The most commonly considered parameter that tests vary on is scope (or sometimes referred to as “size”).
Scope is relative to a testable unit. A test that focuses on a single such unit is called a unit test, and a test that exercises several units together is called an integration test. Most tests can also be arranged in the testing pyramid.
A unit is arbitrarily defined from the test author’s perspective. For instance in object-oriented programming, a unit is typically a class. Throughout this document, and generally on Fuchsia, is is often mention ed that a unit under test is a component unless otherwise stated.
As you write tests for Fuchsia, you want to make sure that you are familiarized with the testing principles and the best practices for writing tests.
Tests at different scope complement each other’s strengths and weaknesses. A good mix of tests can create a great testing plan that allows developers to make changes with confidence and catches real bugs quickly and efficiently.
When considering what kind of tests to write and how many of each, imagine tests arranged as a pyramid:
Many software testing publications advocate for a mix of 70% unit tests, 20% integration tests, 10% system tests. Fuchsia recommends investing more in integration testing at the expense of other types of testing for the following reasons:
- Fuchsia emphasizes componentization of software. Applications and systems on Fuchsia tend to exercise the boundaries between components very extensively. Therefore we recommend that you test those boundaries.
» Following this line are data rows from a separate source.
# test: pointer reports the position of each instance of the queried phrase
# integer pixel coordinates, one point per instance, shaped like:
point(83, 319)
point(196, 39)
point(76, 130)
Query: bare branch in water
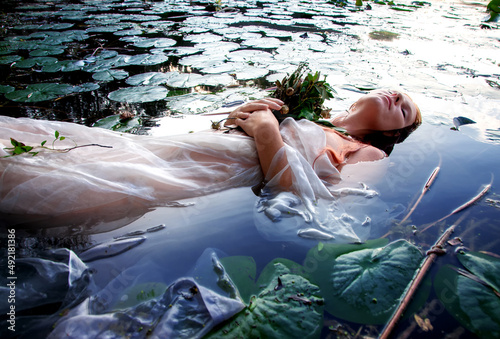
point(426, 187)
point(464, 206)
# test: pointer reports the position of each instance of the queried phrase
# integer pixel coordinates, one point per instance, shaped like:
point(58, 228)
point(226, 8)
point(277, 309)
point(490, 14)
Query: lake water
point(441, 53)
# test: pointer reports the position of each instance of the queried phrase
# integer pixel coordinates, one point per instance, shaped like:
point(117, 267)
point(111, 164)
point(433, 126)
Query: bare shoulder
point(368, 153)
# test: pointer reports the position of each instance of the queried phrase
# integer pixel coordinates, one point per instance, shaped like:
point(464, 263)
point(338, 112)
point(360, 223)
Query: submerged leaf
point(363, 283)
point(289, 306)
point(472, 298)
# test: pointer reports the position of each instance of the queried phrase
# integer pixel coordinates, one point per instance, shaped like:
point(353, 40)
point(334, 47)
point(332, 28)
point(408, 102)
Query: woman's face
point(384, 110)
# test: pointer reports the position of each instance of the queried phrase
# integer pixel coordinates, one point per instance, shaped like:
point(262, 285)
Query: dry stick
point(417, 279)
point(426, 187)
point(462, 207)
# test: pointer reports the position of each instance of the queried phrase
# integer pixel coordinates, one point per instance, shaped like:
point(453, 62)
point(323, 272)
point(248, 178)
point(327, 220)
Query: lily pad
point(158, 43)
point(110, 75)
point(40, 92)
point(47, 51)
point(363, 283)
point(289, 306)
point(87, 87)
point(115, 123)
point(139, 94)
point(147, 59)
point(8, 59)
point(38, 61)
point(64, 66)
point(6, 89)
point(472, 296)
point(149, 79)
point(459, 121)
point(185, 80)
- Fuchsia’s Component Framework makes it possible, sometimes easy, to reuse production components in tests, which lowers the cost of developing integration tests.
- Fuchsia’s testing runtime offers the same level of isolation for integration tests as it does for unit tests, making integration testing as reliable.
- Communication between components is orders of magnitude slower than a direct method call, but still pretty fast. Integration tests typically don’t run slower than unit tests to an extent that is perceptible by a human developer.
- There already exist many integration tests on Fuchsia that serve as useful examples.
For more information on the various tests from the testing pyramid in Fuchsia:
There are also specialized tests that fall outside of the testing pyramid. For more information, see specialized testing.
See also:
- The Practical Test Pyramid{:.external}
On Fuchsia, tests that are fully defined in a single component are called unit tests.
Unit tests can run in an isolated realm that serves as their sandbox. This keeps tests from acquiring unexpected capabilities, from being influenced by system state outside the intended scope of the test, and from influencing other tests that are running in parallel or in sequence on the same device.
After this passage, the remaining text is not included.